Ben kendim için öfkelenmiyorum ki diğerleri için öfkeleniyorum bu nasıl egosantrik olabilir ki?
Elbette ki öfkeleneceğiz. Öfke bir duygu. Her duygu gibi hanemizi ziyaret edecek ve kısa bir süre sonra da biz onu uzun süre ağırlamakta ısrar etmezsek çekip gidecek. Öfkelenmekte yanlış olan bir şey yok. Bilgelik seviyemiz yükseldikçe daha az öfkeleneceğimiz de bir gerçek.
Kendisinden ilham aldığım, bana cesaret veren bilge kadın Dipa Ma ( Türkçeye kitabı çevrildi ve hakkında bir podcast bölümü yaptım) sevgi ve şefkat dolu kalbiyle Batılı gençlere rehber olmuş bir öğretmen. Kendisine öğrencilerinden biri soruyor : Dipa Ma, peki ya birisi torununa zarar vermek isterse, o zaman ne yaparsın, hala sevgi dolu olur musun?

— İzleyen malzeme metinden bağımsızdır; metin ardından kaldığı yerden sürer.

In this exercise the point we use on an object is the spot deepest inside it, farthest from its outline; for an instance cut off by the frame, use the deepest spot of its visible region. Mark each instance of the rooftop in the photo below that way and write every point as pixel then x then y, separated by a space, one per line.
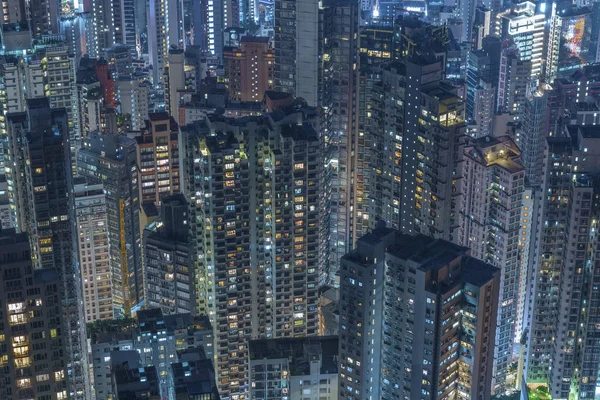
pixel 300 351
pixel 255 39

Dipa Ma; onu durdururum elbette, diyor.
Bu kadar sade ve basit!
Sanırım bu kısım en çok kafamızı karıştıran kısım. Öfkelenmezsek, nefret etmezsek karşımızdakinin aynı zararları vermesine onay veriyormuşuz gibi düşünüyoruz. Elbette ki değil. Aksine şefkatli olmak acıyı dindirme, sonlandırma arzusuna sahip olmak demek. Ve bunu yapmanın tek yolu öfkelenmek ve nefret etmekten geçmiyor. Aksine şefkate öfke, nefret gibi duygular bulaştığında atacağımız adımlar saflığını yitiriyor. Acıyı kişiselleştirmiş oluyoruz. Tam da bu sebepten özşefkat yok sadece şefkat var, çünkü sadece acı var. Benim acım, senin acın yok, sadece acı var ve acıya karşı kalbimizde açığa çıkan o güçlü dindirme arzusu var.

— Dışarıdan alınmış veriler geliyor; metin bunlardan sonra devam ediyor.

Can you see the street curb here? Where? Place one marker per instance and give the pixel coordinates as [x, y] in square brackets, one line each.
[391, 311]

Öfke ve nefret ise kalbi ağırlaştırdığı için acıyı dindirmek için gereken hareketliliği, gereken yaşam enerjisini aşağıya çeker. Daha da doğrusu bu duygular içimizde yükseldiğinde kısa süreliğine kendimizi enerji dolu hissetsek de zamanla yaşam enerjimiz aşağıya çekilir. Duygularla hareket ettiğimizde gelip geçici ve değişken bir şeye dayanarak hareket etttiğimiz için sürdürülebilir ve kalıcı çözümler yaratmamız mümkün olamaz. Şefkat ise bir duygu değildir. Vietnamlı Zen üstat ve barış elçisi Thich Nhat Hanh “ Şefkat bir eylemdir.” der
O halde bu dayanılması zor acıların içerisinde öfke yatıp nefretle kalkmanın acıyı dindirmeyeceği aksine daha fazla nefreti doğuracağını kabul etmemiz şart. “Acıyı nasıl dindirebilirim, acının kaynaklarını, köklerini nasıl ortadan kaldırabilirim?” sorusuna aklı selim cevaplar bulmak gerekiyor. Öteki türlü hala “benim haklı öfkem, benim haklı nefretim ve isyanım” sularında farkına varmasak da boğuluyoruz.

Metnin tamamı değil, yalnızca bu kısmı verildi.